Smartphone sales are experiencing a slowdown globally, and China isn’t immune — quite the opposite. In a report published by Canalys today, analysts estimate that shipments in the country last year fell to their lowest level since 2013 — 396 million units — and that fourth-quarter sales alone dropped 15 percent year-on-year. It’s the seventh consecutive quarter of decline, and comes after a 4 percent overall decline in 2017.
The report — which blames a number of factors, chief among them consumers opting not to upgrade their smartphones and a decline in middle-class purchasing power — mirrors findings from China Academy of Information and Communications Technology (CAICT), a research institute under the country’s Ministry of Industry and Information Technology. In January, CAICT said that shipments dipped 15.5 percent to roughly 390 million units for the year, and even more steeply in December.
A few winners emerged from the most recent slump, however: Huawei and Vivo. Both saw their shipments climb 16 percent and 9 percent, respectively, while Oppo notched a narrow 2 percent dip.

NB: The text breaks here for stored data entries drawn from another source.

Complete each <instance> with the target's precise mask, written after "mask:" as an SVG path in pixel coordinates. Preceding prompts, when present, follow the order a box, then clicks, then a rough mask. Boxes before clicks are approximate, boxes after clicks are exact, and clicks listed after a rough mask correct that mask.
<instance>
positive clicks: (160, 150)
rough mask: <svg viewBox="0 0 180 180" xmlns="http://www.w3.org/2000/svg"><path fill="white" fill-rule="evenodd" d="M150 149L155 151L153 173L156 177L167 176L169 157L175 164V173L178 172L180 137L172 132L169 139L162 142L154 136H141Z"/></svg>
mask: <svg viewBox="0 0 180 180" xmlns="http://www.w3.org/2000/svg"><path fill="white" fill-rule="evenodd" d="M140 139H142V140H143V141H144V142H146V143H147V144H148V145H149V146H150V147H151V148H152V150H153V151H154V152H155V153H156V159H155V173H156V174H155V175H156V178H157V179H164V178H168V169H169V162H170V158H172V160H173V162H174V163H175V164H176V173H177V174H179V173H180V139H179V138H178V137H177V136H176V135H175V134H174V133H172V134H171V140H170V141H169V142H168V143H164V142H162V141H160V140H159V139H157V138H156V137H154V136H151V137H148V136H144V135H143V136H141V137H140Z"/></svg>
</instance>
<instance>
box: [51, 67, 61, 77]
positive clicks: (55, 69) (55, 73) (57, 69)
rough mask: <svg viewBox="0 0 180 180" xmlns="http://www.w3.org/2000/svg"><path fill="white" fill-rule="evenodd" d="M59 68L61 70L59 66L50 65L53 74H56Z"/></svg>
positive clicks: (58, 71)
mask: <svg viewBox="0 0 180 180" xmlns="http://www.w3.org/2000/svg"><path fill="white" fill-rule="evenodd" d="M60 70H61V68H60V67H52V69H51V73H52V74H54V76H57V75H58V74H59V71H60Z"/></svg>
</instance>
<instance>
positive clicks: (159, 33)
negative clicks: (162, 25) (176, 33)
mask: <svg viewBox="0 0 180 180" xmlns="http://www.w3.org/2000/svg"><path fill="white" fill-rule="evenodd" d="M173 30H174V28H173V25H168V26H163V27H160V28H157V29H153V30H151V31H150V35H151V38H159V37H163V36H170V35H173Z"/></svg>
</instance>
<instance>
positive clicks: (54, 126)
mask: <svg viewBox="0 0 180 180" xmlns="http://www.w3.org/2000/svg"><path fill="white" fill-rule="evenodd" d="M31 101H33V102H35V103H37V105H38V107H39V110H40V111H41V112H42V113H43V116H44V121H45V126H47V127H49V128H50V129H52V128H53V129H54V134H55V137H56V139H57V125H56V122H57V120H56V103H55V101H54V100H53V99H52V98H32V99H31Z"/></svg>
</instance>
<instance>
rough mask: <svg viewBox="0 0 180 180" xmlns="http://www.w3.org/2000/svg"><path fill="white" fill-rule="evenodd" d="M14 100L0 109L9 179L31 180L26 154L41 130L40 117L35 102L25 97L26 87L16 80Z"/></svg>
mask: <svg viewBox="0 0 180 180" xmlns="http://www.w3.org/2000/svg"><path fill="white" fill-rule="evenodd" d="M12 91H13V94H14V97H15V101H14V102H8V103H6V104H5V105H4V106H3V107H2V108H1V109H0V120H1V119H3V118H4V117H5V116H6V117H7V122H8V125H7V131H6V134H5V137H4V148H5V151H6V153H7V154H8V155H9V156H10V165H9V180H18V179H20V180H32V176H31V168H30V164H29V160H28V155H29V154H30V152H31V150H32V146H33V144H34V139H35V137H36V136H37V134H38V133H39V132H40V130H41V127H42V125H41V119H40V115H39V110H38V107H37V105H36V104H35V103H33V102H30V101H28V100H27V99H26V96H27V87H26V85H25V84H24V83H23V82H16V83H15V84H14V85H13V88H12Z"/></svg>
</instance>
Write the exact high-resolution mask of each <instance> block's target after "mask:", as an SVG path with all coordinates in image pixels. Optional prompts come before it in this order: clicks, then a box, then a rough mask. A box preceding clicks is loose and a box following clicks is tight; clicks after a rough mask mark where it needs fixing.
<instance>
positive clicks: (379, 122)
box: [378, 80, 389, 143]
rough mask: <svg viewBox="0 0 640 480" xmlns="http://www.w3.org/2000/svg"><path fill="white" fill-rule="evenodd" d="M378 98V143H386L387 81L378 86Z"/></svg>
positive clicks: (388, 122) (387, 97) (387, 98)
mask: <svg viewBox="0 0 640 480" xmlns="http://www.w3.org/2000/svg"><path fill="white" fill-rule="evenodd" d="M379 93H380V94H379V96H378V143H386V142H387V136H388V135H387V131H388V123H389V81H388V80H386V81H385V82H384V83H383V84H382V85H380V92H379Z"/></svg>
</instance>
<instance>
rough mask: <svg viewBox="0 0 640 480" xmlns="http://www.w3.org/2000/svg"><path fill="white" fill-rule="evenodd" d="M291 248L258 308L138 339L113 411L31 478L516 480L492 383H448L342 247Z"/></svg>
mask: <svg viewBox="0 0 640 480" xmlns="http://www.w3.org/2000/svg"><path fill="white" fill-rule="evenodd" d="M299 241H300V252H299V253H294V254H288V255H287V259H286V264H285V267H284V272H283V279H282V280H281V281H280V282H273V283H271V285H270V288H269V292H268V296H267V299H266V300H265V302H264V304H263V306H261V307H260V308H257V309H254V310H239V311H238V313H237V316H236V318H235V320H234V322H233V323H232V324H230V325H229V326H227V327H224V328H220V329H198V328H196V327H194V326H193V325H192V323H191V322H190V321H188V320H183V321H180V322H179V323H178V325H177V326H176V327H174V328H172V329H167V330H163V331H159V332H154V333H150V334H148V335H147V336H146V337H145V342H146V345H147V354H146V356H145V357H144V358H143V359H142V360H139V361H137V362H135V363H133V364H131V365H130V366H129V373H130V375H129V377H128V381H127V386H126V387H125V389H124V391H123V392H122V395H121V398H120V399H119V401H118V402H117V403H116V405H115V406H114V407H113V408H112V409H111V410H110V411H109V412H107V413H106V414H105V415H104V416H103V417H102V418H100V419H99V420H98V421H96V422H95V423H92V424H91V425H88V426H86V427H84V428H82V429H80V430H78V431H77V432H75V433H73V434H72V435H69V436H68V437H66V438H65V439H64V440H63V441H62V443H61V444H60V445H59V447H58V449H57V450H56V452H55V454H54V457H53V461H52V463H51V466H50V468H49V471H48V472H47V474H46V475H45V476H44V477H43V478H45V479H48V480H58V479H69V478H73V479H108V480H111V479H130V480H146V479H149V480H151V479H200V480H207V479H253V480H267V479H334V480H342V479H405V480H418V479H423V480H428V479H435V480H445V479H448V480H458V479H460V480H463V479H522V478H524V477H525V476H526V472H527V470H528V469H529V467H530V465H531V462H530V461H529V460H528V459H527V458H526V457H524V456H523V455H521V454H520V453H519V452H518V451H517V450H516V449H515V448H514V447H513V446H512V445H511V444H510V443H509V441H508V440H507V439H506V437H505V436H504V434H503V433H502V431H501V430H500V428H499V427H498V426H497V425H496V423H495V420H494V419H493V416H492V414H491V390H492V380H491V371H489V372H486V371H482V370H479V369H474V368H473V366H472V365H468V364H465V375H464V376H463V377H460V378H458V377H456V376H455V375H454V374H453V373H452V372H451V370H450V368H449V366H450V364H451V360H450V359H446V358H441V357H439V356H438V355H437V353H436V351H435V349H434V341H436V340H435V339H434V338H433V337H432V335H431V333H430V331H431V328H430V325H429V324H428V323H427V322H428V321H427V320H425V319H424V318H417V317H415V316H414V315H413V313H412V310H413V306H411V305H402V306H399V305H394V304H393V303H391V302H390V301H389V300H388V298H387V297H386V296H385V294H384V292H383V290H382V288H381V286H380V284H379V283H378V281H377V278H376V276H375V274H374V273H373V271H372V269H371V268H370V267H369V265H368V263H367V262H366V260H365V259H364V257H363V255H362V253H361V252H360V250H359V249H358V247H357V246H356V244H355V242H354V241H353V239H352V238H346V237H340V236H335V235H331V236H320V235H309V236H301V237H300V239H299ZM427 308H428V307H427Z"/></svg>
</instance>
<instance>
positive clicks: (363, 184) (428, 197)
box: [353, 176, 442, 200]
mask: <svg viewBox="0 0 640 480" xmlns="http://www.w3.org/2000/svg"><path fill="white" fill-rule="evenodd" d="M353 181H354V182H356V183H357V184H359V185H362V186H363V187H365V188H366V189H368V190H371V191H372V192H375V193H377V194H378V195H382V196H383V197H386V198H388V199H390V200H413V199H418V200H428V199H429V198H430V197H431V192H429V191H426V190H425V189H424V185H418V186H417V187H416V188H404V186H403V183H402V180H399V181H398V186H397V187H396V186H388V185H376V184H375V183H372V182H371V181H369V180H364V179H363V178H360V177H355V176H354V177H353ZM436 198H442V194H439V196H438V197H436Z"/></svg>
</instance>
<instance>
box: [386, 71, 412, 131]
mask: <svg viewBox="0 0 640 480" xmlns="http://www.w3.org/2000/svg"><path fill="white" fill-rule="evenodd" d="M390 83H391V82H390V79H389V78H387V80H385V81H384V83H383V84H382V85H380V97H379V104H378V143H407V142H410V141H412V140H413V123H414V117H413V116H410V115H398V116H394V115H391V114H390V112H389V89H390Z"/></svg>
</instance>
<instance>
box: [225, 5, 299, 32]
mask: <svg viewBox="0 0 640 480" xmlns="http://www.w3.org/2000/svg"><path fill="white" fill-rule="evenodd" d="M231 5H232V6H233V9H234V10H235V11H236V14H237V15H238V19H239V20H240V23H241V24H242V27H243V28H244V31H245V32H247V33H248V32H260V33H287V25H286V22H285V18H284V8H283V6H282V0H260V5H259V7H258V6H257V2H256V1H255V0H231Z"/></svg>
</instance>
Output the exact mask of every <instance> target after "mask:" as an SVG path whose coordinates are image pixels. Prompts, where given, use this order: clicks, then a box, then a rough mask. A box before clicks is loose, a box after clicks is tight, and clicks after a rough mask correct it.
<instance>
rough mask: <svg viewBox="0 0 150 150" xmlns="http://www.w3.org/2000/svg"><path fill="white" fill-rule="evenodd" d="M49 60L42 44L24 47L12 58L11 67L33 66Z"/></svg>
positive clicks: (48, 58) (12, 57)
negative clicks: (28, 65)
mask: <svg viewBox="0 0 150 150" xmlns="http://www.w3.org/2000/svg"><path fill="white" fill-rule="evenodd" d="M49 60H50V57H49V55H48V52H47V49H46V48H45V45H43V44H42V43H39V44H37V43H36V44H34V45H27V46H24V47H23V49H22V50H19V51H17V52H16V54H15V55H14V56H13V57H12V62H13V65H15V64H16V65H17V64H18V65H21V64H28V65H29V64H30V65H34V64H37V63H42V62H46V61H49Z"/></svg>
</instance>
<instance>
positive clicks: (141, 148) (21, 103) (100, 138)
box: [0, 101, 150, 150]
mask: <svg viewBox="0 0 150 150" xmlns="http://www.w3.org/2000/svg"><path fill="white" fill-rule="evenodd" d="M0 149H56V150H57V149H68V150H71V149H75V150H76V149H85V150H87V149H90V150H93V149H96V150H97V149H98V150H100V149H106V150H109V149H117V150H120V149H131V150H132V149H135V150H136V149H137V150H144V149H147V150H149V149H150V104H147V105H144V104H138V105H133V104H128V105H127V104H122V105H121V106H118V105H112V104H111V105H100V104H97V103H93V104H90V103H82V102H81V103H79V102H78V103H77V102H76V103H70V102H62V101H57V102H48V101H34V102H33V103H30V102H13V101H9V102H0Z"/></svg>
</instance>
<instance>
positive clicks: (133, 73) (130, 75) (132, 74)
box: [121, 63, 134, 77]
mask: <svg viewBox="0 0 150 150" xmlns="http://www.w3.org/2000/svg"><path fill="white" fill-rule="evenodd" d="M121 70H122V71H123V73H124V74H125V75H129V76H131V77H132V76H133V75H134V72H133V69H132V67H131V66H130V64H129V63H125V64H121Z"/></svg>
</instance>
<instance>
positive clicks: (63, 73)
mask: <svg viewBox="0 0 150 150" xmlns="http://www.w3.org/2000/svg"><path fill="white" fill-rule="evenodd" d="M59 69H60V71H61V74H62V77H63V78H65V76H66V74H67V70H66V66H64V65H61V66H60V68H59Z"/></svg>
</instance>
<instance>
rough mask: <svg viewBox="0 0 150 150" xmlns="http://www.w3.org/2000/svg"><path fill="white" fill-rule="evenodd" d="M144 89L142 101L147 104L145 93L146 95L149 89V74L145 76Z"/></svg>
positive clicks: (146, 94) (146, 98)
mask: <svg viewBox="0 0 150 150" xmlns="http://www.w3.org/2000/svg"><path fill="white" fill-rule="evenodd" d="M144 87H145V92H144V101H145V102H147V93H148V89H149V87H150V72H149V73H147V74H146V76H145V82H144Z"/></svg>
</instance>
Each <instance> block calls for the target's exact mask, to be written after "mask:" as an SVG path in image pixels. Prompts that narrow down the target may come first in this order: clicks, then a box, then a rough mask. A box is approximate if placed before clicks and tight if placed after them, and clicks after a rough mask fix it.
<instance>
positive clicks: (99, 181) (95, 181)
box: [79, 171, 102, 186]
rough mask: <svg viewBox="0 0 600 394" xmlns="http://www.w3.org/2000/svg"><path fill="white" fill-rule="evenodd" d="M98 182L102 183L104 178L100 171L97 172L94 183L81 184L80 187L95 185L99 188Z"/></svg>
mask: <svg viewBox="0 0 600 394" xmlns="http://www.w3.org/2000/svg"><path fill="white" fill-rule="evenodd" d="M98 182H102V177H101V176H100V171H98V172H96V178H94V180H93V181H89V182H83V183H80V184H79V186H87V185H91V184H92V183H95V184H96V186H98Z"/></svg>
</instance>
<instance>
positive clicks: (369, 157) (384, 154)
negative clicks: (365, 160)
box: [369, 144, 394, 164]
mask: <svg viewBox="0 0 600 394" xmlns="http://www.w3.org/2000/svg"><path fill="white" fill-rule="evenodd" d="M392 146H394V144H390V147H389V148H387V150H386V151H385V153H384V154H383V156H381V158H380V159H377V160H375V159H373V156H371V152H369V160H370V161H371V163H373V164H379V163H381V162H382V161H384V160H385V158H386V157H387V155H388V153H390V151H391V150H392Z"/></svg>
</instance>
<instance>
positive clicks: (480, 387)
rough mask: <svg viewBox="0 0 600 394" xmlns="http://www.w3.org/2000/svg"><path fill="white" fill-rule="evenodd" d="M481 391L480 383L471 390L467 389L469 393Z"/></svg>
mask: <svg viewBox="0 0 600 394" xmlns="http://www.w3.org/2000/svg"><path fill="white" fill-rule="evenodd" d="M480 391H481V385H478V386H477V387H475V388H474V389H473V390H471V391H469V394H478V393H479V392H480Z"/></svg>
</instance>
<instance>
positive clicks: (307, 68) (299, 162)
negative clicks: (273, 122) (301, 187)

Others were less lucky. Xiaomi ranked fourth in terms of overall shipments — it got 6 percent fewer smartphones out the door than last year — and Apple remained stuck in fifth place with a 13 percent decline year-over-year. 2018 marked the Cupertino company’s third consecutive year of shipment decline in China, in fact, as it faces challenges on a number of fronts there, including weak demand for the iPhone 7 and iPhone 8.
“As [Apple]s services division becomes more important in China, it is vital for [the company] to maintain or grow its installed base of iOS users,” analyst Mo Jia said. “Apple must reexamine its China strategy, and find a way to revive its high-end brand image, in order to align with the purchasing behavior of local middle-class and upper-class demographics.”
In terms of market share, Huawei and Oppo were far and away the winners in 2018, with 27 percent and 20 percent, respectively (up from 20 percent and 18 percent in 2017). Vivo nabbed 20 percent unit share (up from 16 percent), and Xiaomi’s share hit 12 percent (up from 11 percent). Apple’s remained flat at 9 percent.
But more rough waters lie ahead. Canalys forecasts that this year, the Chinese smartphone market will fall by 3 percent to 385 million units as the average selling price of smartphones exceeds $400, and as manufacturers prepare to release 5G devices. If that prediction comes to pass, it’ll be only the second time smartphone shipments have dipped below 400 million since 2014.
“Competition in the upper midrange and high-end segments will intensify,” Canalys wrote in its report, “and vendors must focus on bringing the latest technology to consumers to justify higher price points.”
It’s not all doom and gloom where the Asian smartphone market is concerned, though. In contrast to China, the Indian market saw extraordinary growth, with research firm Counterpoint reporting last week that 145.2 million smartphone units shipped in 2018 — a 10 percent year-over-year growth over the 132 million units that shipped in 2017.